8.2.convolutional2d Layer:
2D convolutional layers use sliding convolution filters for 2D inputs. The size of the curl layer depends on the input method. For 2D image inputs (four-dimensional profiles, channels, and observations leading to pixels in two spatial dimensions), this layer is skewed in the spatial dimension Zaklouta et al. (2021). For a 2D image array input (five-dimensional data, channels, observations, and time steps corresponding to pixels in both spatial dimensions), this layer is warped in both spatial dimensions. (2021).

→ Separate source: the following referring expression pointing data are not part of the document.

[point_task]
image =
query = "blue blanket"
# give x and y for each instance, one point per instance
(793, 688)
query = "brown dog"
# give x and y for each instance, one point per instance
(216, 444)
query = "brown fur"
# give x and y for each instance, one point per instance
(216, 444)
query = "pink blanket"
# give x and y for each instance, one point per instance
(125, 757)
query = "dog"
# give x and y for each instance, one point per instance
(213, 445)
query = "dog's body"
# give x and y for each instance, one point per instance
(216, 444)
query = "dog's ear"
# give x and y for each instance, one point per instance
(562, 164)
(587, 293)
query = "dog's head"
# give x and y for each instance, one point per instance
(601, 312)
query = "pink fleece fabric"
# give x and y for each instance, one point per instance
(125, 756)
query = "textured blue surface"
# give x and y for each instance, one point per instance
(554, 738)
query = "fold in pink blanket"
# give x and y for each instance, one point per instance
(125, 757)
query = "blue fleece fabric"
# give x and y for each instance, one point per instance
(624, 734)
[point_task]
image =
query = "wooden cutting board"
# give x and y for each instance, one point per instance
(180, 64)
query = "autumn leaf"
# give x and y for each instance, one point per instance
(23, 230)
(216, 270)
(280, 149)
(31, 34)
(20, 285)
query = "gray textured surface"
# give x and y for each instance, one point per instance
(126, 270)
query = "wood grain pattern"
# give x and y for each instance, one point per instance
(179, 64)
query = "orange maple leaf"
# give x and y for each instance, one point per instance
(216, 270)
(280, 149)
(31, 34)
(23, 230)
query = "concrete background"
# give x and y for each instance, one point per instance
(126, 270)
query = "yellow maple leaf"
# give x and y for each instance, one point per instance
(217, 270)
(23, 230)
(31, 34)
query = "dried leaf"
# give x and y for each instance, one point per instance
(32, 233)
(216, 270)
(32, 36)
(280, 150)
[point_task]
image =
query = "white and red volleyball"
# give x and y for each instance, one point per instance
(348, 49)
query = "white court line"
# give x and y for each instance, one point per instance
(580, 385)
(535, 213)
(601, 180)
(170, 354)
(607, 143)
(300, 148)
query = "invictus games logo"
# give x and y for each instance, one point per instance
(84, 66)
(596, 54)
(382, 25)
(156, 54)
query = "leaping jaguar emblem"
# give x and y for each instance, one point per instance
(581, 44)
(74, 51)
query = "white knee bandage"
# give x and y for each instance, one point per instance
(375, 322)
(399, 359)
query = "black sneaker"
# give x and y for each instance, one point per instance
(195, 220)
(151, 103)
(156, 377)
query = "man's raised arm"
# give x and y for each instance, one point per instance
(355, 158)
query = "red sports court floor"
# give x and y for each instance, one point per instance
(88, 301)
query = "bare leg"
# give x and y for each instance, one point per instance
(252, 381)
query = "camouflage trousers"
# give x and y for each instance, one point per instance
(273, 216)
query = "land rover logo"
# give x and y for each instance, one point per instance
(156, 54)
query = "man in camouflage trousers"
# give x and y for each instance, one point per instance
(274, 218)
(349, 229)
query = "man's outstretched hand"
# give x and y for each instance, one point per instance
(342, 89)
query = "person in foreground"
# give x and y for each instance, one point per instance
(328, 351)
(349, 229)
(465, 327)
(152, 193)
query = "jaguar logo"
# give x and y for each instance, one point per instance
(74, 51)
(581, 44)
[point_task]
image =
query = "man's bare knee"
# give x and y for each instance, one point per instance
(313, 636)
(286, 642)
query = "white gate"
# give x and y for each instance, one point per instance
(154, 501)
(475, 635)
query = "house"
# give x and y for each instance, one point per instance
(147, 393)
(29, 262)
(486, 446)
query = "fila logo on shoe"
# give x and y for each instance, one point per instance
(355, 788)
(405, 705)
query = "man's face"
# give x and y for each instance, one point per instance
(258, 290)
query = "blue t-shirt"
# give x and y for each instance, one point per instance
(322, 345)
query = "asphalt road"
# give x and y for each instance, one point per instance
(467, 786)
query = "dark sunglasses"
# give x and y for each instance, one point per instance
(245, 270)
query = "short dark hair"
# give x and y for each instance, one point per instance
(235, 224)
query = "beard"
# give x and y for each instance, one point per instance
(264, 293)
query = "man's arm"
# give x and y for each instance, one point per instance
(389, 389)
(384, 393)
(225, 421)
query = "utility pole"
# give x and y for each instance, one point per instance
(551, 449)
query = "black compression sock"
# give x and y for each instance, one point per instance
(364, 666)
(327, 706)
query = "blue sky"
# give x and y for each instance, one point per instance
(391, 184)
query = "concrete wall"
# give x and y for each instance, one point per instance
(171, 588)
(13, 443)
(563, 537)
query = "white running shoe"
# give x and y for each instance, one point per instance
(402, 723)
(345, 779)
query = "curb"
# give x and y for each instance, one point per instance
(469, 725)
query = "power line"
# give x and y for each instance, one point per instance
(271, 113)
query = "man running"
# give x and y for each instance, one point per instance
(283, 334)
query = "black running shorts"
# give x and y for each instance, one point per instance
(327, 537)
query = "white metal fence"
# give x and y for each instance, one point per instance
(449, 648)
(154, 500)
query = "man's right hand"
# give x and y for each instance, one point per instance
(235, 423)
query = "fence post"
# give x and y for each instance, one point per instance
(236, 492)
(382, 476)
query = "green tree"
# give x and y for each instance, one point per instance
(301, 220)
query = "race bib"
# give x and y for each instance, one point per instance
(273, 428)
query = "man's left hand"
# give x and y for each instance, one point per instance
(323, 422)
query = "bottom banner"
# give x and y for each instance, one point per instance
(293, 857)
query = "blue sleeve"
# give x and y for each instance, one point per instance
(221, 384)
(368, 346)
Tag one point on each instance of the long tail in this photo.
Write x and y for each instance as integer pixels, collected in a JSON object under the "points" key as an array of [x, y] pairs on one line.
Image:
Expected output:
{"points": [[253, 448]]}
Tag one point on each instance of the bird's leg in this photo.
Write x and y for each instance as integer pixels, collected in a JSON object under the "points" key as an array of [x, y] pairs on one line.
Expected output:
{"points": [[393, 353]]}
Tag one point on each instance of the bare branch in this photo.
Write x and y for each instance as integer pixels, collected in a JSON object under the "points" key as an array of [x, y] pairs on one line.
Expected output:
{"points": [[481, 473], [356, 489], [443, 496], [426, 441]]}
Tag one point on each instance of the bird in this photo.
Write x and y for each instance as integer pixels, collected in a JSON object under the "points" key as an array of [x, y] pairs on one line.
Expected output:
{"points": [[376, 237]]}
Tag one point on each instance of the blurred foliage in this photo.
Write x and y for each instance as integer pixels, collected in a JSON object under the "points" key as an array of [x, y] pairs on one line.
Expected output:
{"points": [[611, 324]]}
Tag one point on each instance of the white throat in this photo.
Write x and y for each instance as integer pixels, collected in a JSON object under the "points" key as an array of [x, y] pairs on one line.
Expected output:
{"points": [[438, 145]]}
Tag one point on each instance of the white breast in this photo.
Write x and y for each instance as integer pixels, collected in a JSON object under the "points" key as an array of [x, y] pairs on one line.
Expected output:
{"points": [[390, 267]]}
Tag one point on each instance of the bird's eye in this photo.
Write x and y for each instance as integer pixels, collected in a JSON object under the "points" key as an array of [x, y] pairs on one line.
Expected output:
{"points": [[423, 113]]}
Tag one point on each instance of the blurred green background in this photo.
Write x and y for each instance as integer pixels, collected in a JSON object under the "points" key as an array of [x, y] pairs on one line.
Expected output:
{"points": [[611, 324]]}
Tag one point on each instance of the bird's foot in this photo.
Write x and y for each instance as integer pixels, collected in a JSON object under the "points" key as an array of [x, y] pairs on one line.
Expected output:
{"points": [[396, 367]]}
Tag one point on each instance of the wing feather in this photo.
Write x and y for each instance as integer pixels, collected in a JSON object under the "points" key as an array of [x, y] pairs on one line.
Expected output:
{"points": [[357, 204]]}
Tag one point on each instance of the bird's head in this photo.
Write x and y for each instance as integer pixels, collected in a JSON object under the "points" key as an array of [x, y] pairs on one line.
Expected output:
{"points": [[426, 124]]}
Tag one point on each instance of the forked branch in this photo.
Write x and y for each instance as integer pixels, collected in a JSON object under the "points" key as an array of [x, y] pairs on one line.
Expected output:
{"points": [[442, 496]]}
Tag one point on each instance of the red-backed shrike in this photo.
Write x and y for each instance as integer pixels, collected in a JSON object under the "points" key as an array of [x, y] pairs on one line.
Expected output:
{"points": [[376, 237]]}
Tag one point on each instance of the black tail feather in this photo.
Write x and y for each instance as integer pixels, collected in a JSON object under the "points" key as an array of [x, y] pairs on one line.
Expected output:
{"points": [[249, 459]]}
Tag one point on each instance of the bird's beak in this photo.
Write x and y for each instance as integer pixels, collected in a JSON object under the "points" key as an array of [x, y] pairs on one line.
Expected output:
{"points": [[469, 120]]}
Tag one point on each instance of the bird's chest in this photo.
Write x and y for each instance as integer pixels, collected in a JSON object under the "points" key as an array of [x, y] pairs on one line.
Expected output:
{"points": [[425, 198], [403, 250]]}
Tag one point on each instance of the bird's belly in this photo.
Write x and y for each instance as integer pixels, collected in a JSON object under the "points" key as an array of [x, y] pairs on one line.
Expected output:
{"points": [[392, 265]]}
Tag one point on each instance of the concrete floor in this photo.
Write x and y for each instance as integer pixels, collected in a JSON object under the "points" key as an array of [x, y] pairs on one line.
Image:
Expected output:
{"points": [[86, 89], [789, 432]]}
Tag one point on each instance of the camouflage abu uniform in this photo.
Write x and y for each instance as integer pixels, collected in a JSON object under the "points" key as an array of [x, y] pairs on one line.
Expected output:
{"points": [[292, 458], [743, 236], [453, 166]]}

This set is convoluted in the spatial and physical dimensions of a one-dimensional image sequence input (four-dimensional data taken into pixels, channels, observations, and time steps enter a spatial dimension) Kay et al. (2021).
8.3.Rectified Linear Unit (Relu) Layer:
This function is equal to:
F(x) = {x, x ≤ 0
0, x < 0
8.4.fully Connected Layer:
The fully connected layer combines the input with the weight matrix and then adds the bias vector. Zaklouta et al. (2021).
8.5.softmax Layer:
Softmax layer Using the softmax function for input, Kay et al. (2021).